In adult cases, common benign tumours are meningioma
(meninges) and neurofibroma (Schwann cells), while
malignant tumours are astrocytoma, glioblastoma,
oligodendroglioma, and ependymal tumours. The
malignant brain tumours usually present a 5-year survival
that is less than 35%.

, HAEMATOLOGICAL TUMOURS
The haematological neoplasms are tumours that affect the circulation and the lymphatic organs. They
can be divided into two types, which are:
• Leukaemia: it is a haematological
tumour that derives from the
myeloid (platelets, erythrocytes,
granulocytes, monocytes) or the
lymphoid lineage (B- and T-
lymphocytes); in it, tumoral cells
are circulating in the blood; there
are two types of leukaemia, which
are acute and chronic leukaemia.
• Lymphoma: it is a haematological tumour that derives from the lymphoid lineage; it affects
the lymphatic organs; it is furtherly divided into two types, which are:
 Non-Hodgkin lymphoma: they can have either an indolent or aggressive course.
 Hodgkin lymphomas: they are characterised by binucleated tumoral cells, that are
called Reed-Sternberg cells.
The haematological neoplasms account for about 9% of all tumours in Italy. They are more frequent
in children, but fortunately they are more treatable in these patients.

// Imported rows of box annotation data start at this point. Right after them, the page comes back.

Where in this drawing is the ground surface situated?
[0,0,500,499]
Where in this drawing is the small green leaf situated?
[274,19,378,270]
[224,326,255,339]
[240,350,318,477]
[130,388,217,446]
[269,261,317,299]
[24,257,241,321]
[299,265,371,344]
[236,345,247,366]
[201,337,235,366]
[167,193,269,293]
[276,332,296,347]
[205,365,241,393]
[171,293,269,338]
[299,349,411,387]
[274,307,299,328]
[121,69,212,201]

CANCER INCIDENCE AND MORTALITY RATE
The five most frequently diagnosed tumours in Italy in 2019 (excluded skin cancer) are prostate, lung,
colorectal, bladder, and stomach cancers in males; while in females they are breast, colorectal, lung,
thyroid, and uterus cancers. The skin cancer is not considered
in studies on tumour incidence since it is highly common, and
it will represent the large majority of tumours.
As regards mortality rate, lung cancer is the tumour with the
highest mortality rate, followed by colorectal, prostate, liver,
and stomach cancer. In females they are breast, colorectal,
lung, pancreatic, and gastric cancer. A similar incidence is
observed in the US.
Overall, the cancers that present a higher incidence worldwide
are lung, prostate, colorectal, gastric, and hepatic cancer (due
to HBV or HCV infection), In
females the breast, colorectal,
lung, cervical, and thyroid
cancers are the ones with the
highest incidence. A similar
pathway is followed by the
mortality rate.
The risk of cancer incidence in the US is slightly increasing, while the
mortality rate is decreasing. Note that in the 1990-1995 there was a
large increase in the incidence of tumour in males
due to a higher detection of prostate cancer. The
prostate cancer was detected via the utilisation of a
marker, the prostate-specific antigen (PSA).
However, PSA is no longer used to diagnose prostate
cancer since it detects several false positive (e. g.
prostatitis, inflammation of prostate, etc.).
Moreover, this type of cancer grows slowly, and most
of patients will not develop severe symptoms.